Table 1 Clinical, virological and histological patient features.
Figure 1
figure 1

Immunostaining of P-P/I lymphocyte populations on formalin fixed liver biopsies. (a) CD4+ lymphocytes, (b) CD8+ lymphocytes, (c) CD20+ lymphocytes, (d) CD4+, CD8+ and CD20+ lymphocytes frequency for each patient, (e) Tbet+ lymphocytes, (f) Foxp3+ lymphocytes, (g) IL-17A+ lymphocytes, (h) Tbet+, Foxp3+ and IL-17A+ lymphocytes frequency for each patient. Frequencies were calculated as immunostained P-P/I lymphocytes/ total P-P/I lymphocytes in all portal tracts of the tissue section (400×).

Figure 2
figure 2

Double CD4/IL-17A and CD4/Foxp3 immunostainings. Panel 1: Confocal microscopy image of CD4+/IL-17A+ lymphocytes. (a) IL-17A+ lymphocytes, (b) CD4+ lymphocytes, (c) merged images (CD4 show a membrane immunostaining while IL-17A show a cytoplasmic one). The insertions show image amplification. (d) and (e) IL-17A and CD4 isotype control images, respectively. Panel 2: Epifluorescence light microscopy image CD4+/Foxp3+ lymphocytes. (a) CD4+ lymphocytes, (b) false red colour, (c) Foxp3+ lymphocytes, (d) DAPI counterstaining and (e) merged images (the insertion shows image amplification). (f), (g) and (h) isotype control images.

In the second approach, pro-inflammatory cytokines IL-17A, IL-6, IFN-γ and TNF-α, as well as anti-inflammatory IL-10 and TGF-β were quantified to evaluate liver milieu secretion activity.
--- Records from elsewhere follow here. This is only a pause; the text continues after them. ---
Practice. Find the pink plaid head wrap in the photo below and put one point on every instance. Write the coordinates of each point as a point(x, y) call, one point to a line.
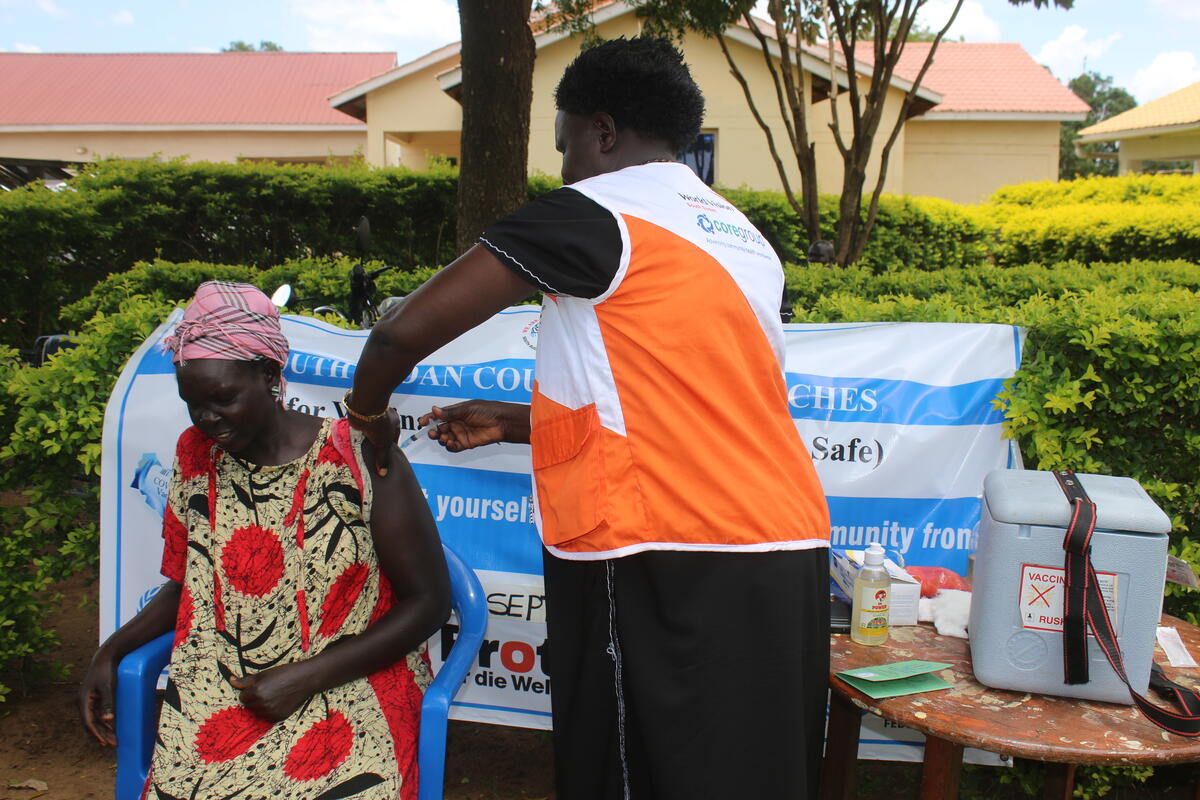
point(229, 320)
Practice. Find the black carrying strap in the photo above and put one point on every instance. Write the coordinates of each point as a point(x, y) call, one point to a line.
point(1084, 608)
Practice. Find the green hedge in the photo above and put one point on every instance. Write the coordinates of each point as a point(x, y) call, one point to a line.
point(1093, 232)
point(1126, 188)
point(910, 232)
point(55, 246)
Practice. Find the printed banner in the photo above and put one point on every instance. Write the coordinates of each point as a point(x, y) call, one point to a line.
point(899, 420)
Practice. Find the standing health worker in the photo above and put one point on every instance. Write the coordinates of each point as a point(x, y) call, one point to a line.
point(684, 527)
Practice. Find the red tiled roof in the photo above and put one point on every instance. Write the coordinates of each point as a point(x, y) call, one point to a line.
point(180, 89)
point(988, 77)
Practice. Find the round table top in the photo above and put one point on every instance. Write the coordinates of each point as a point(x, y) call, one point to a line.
point(1027, 726)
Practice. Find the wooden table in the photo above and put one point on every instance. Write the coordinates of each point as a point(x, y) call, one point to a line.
point(1061, 731)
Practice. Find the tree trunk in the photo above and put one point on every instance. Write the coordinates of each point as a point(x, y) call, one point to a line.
point(497, 91)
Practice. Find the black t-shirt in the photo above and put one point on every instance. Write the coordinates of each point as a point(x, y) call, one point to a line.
point(564, 242)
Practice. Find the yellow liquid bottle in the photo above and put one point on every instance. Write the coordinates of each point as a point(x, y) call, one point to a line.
point(869, 613)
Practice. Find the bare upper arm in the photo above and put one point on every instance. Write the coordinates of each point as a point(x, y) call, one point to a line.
point(402, 529)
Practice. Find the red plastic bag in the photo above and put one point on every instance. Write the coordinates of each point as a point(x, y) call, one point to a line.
point(933, 578)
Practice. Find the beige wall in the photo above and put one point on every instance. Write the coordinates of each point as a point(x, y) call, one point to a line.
point(963, 161)
point(414, 104)
point(197, 145)
point(742, 155)
point(1180, 146)
point(966, 161)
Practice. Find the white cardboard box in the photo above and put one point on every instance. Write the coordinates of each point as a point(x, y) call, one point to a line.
point(844, 566)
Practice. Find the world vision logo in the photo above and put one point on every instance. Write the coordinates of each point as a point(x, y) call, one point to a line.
point(717, 227)
point(529, 334)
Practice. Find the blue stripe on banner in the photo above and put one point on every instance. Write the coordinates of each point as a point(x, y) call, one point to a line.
point(501, 708)
point(924, 531)
point(504, 379)
point(894, 402)
point(156, 362)
point(485, 516)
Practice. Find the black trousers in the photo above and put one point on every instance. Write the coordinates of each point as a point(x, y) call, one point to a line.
point(689, 674)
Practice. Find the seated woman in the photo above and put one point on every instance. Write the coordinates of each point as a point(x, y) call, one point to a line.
point(297, 582)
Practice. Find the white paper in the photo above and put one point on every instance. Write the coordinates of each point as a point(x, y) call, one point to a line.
point(1173, 645)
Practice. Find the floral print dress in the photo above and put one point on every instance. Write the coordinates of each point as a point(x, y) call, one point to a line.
point(277, 564)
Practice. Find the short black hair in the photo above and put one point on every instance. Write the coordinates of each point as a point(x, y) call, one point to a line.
point(642, 83)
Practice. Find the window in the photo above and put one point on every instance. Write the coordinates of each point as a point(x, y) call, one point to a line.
point(701, 156)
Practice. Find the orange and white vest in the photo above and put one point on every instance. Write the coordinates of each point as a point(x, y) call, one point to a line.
point(659, 415)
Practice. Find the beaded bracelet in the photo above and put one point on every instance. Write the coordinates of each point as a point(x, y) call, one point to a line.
point(360, 417)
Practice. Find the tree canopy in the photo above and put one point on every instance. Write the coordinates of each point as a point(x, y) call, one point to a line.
point(1107, 101)
point(862, 66)
point(246, 47)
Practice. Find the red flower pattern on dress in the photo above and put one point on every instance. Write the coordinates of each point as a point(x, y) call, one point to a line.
point(174, 546)
point(321, 749)
point(229, 733)
point(185, 615)
point(329, 453)
point(193, 453)
point(341, 599)
point(252, 560)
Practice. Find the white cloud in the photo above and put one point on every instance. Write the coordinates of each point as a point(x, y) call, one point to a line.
point(411, 28)
point(51, 7)
point(1165, 73)
point(1179, 8)
point(1069, 53)
point(972, 24)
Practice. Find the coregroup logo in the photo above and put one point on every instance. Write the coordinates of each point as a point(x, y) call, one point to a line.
point(529, 334)
point(718, 227)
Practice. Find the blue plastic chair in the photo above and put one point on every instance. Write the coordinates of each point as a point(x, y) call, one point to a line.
point(138, 675)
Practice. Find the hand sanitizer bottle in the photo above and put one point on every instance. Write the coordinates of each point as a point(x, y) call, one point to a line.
point(869, 617)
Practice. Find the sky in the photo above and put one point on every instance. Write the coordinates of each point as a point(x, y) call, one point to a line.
point(1149, 47)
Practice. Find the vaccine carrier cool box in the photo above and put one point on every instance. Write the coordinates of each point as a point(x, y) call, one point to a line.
point(1019, 582)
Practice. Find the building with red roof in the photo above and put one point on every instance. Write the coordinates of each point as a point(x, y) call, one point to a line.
point(985, 115)
point(73, 107)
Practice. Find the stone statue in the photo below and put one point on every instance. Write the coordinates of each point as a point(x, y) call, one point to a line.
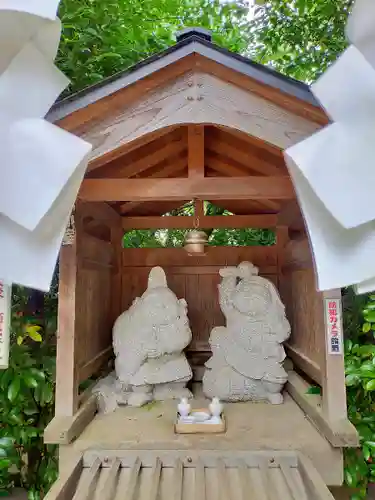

Each cytokine displayed its own expression level in the liver. On this regard, IL-17A had the lowest level which agreed with the lowest frequency of IL-17A+ lymphocytes showed by immunohistochemistry. None of the evaluated cytokines showed a correlation with any specific cytokine producer lymphocyte population of the infiltrate.

It has been demonstrated that the imbalance between Treg and Th17 cells might play an important role in the course of inflammatory diseases as well as in persistent HCV infection, since Tregs show an immunosuppressive phenotype while Th17 are pro-inflammatory. On the other hand, they present a kind of plasticity in the differentiation process, according to the cytokine microenvironment particularly depending on TGF-β and IL-610,12. In line with this, we evaluated IL-17A+/Foxp3+ lymphocytes ratio in relation to the above mentioned cytokines. Positive correlations of TGF-β/IL-6 with IL-17A+/Foxp3+ lymphocytes ratio (p = 0.0036, r = 0.5944) as well as with IL-17A+ lymphocyte frequency (p = 0.0093; r = 0.5203) were observed (Supplementary Fig. 3). Oddly enough, no correlation between TGF-β and either Foxp3+ or IL-17A+ lymphocyte frequency were found. The IL-6 mRNA level did not correlate with IL-17A+ lymphocyte frequency either. TNF-α, IFN-γ and TGF-β showed a positive correlation each other, so they seemed to be tightly related (Supplementary Fig. 3). Finally, it was interesting to note that IL-17A+ lymphocyte frequency as well as IFN-γ and TGF-β levels positively correlated with viral load (p = 0.030, r = 0.427; p = 0.024, r = 0.472; p = 0.011, r = 0.511; respectively) denoting the interrelation among liver-virus-immune system (Supplementary Fig. 3).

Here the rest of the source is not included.